Plaintiff in error concedes that these instructions would have been substantially correct if the services had begun in 1881, but assuming that those previously rendered were gratuitous for whatever reason, insists that the law would presume those following were gratuitous, also, and that the burden was upon the claimant to show they were not, by proof of an express promise to pay or of notice in advance that she intended to charge for them.

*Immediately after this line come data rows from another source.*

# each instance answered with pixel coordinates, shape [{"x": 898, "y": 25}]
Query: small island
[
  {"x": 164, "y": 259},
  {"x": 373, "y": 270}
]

Upon that hypothesis the court did so instruct for the defendant and, as we think, erred therein. Such would be the rule provided the services before and after March, 1881, were of the same general character and rendered under substantially like conditions. But no evidence was offered as to the terms of service before 1881, and if it had appeared that they were gratuitous, the conditions were then materially changed. We hold, however, that so far as the evidence on the part of the claimant tended to show that she lived with the deceased as a member of her family, if it did so tend, the burden was upon her to explain, overcome or avoid it by a preponderance. ■
The jui’y were also instructed that if her relations to the deceased were those of a member of the family she could not recover without proof of an express contract.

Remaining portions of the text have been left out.